Está aqui
Home > A Rádio em Imagens > A IA e o Futuro dos Meios de Comunicação

A IA e o Futuro dos Meios de Comunicação

Imagine um locutor de rádio que nunca dorme, nunca se engana, mas também nunca sente… Será este o futuro da rádio com inteligência artificial (IA)?
Na semana passada, escrevi aqui sobre o impacto da IA no jornalismo e na rádio, refletindo sobre como estas ferramentas estão a transformar os setores da comunicação. A participação na WebSummit reforçou-nos a perceção de que estamos apenas a começar a compreender o verdadeiro alcance da IA e as implicações que pode trazer para o nosso trabalho.
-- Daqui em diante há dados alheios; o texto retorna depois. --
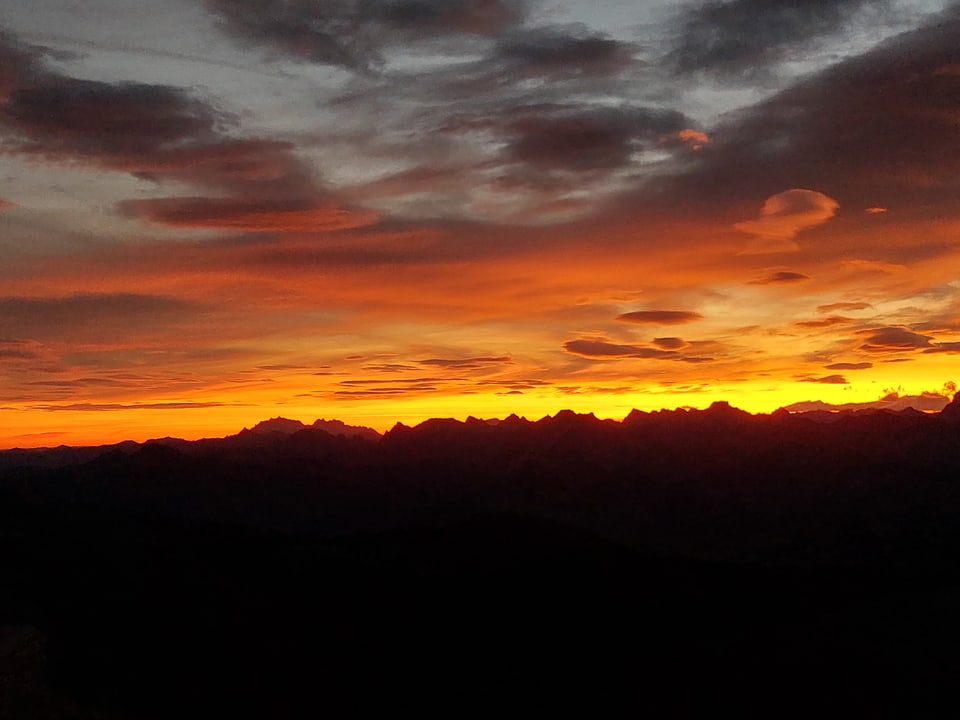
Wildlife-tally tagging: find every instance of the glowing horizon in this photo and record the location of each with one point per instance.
(470, 209)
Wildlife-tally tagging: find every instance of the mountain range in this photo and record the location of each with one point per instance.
(688, 558)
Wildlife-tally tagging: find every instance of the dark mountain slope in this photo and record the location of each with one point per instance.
(679, 559)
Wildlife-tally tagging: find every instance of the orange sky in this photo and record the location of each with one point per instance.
(480, 209)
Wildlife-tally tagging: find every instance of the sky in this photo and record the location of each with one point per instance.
(217, 211)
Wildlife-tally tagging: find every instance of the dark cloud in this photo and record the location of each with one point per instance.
(602, 349)
(108, 407)
(20, 64)
(163, 133)
(354, 33)
(825, 130)
(83, 118)
(466, 363)
(744, 38)
(578, 139)
(554, 53)
(670, 343)
(894, 339)
(843, 306)
(825, 322)
(827, 380)
(660, 317)
(849, 366)
(103, 317)
(780, 277)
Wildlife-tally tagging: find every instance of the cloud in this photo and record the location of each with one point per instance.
(601, 349)
(466, 363)
(660, 317)
(162, 133)
(558, 52)
(825, 322)
(670, 343)
(948, 347)
(90, 317)
(783, 216)
(826, 128)
(695, 139)
(83, 118)
(894, 339)
(578, 139)
(827, 380)
(110, 407)
(743, 38)
(874, 266)
(780, 278)
(352, 33)
(849, 366)
(241, 216)
(843, 306)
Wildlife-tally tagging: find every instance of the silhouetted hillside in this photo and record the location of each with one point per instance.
(273, 571)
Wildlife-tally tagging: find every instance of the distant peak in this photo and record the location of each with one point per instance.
(338, 427)
(278, 425)
(952, 411)
(722, 407)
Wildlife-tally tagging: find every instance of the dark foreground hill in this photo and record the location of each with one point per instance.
(676, 560)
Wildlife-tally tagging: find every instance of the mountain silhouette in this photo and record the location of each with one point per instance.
(274, 571)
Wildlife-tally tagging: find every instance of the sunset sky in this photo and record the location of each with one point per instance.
(213, 212)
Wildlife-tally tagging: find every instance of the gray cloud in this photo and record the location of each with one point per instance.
(660, 317)
(744, 38)
(603, 350)
(825, 322)
(827, 380)
(354, 33)
(562, 52)
(843, 306)
(780, 277)
(849, 366)
(894, 339)
(101, 317)
(670, 343)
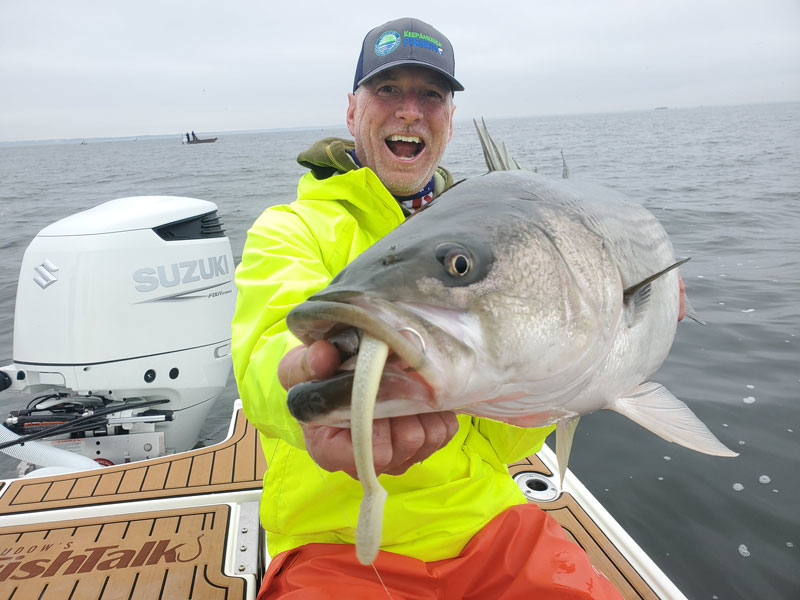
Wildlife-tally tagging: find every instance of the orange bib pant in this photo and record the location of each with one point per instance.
(522, 553)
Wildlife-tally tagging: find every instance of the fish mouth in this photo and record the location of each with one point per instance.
(405, 147)
(408, 370)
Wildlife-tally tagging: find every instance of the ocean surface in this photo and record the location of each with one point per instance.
(725, 182)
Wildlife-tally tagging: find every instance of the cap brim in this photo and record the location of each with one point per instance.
(454, 84)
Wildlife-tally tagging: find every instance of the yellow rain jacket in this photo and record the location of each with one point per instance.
(291, 252)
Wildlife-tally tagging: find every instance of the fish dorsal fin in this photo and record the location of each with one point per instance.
(565, 433)
(496, 156)
(633, 289)
(637, 296)
(653, 406)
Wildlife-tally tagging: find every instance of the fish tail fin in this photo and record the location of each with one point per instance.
(496, 156)
(653, 406)
(565, 433)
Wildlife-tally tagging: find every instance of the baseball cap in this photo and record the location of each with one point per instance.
(406, 41)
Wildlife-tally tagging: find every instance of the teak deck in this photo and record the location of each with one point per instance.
(183, 526)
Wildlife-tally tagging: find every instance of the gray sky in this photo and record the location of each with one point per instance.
(81, 68)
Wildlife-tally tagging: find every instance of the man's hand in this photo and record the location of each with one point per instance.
(397, 442)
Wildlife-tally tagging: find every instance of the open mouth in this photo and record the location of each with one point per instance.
(405, 147)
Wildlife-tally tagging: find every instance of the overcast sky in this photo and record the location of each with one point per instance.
(81, 69)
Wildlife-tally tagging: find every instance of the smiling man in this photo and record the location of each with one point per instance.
(455, 524)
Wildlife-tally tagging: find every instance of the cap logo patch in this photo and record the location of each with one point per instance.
(387, 42)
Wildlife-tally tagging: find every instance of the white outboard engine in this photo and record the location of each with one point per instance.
(122, 328)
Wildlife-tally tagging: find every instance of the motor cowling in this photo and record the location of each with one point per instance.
(131, 299)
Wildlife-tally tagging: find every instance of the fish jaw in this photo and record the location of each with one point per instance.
(427, 367)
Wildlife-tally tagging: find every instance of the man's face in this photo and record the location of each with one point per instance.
(402, 120)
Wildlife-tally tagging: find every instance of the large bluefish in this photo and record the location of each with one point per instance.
(515, 297)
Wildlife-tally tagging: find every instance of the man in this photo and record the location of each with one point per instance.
(455, 524)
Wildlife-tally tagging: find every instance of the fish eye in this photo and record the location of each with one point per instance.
(455, 258)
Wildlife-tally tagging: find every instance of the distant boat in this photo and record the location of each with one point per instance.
(196, 140)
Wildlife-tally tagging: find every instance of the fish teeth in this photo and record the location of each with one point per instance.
(404, 138)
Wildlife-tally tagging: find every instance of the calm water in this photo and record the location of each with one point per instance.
(725, 183)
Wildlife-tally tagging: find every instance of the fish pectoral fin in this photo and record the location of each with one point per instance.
(654, 407)
(691, 312)
(565, 432)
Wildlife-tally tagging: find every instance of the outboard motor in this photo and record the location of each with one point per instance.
(122, 330)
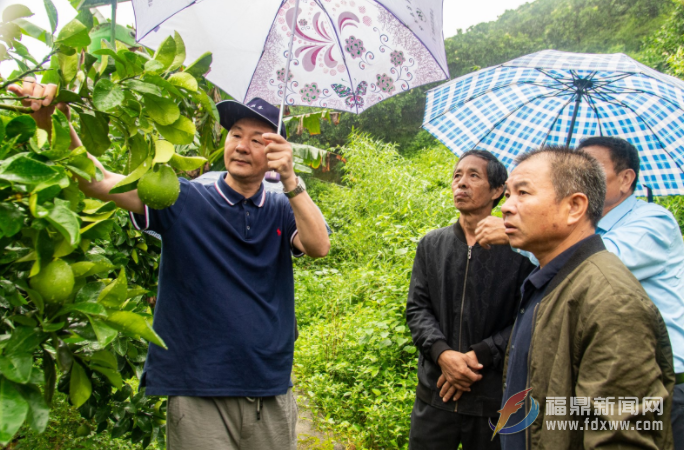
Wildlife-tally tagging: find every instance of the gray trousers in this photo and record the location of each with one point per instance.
(232, 423)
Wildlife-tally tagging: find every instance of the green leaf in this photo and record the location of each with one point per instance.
(23, 340)
(17, 367)
(25, 170)
(134, 325)
(105, 334)
(113, 376)
(179, 59)
(68, 64)
(207, 103)
(50, 376)
(184, 80)
(15, 11)
(81, 268)
(73, 34)
(200, 66)
(52, 14)
(31, 29)
(65, 221)
(166, 52)
(13, 410)
(98, 230)
(181, 132)
(138, 149)
(80, 387)
(162, 110)
(107, 95)
(67, 96)
(80, 164)
(115, 293)
(103, 358)
(187, 163)
(143, 88)
(22, 126)
(154, 67)
(164, 151)
(126, 184)
(61, 137)
(95, 133)
(92, 309)
(312, 122)
(11, 218)
(39, 412)
(91, 291)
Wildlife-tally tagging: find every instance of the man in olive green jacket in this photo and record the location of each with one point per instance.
(587, 341)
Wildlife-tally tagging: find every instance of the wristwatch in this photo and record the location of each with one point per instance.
(297, 190)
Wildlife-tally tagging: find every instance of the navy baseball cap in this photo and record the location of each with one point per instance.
(230, 111)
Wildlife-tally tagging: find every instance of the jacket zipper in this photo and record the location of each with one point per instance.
(465, 282)
(528, 434)
(460, 327)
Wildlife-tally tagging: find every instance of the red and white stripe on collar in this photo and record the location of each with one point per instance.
(218, 189)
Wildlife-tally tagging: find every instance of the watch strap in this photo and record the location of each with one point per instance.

Uma das sessões mais marcantes focou-se nos avanços da IA generativa e como esta está a remodelar o ecossistema dos media, desde os algoritmos de personalização até à criação de conteúdos automatizados.
Hoje, volto ao tema para me debruçar sobre o documento que produzimos como resposta a uma consulta feita pela ERC. Este processo foi uma oportunidade valiosa para aprofundar o desafio da IA nos meios de comunicação e articular as nossas preocupações e expectativas para o setor.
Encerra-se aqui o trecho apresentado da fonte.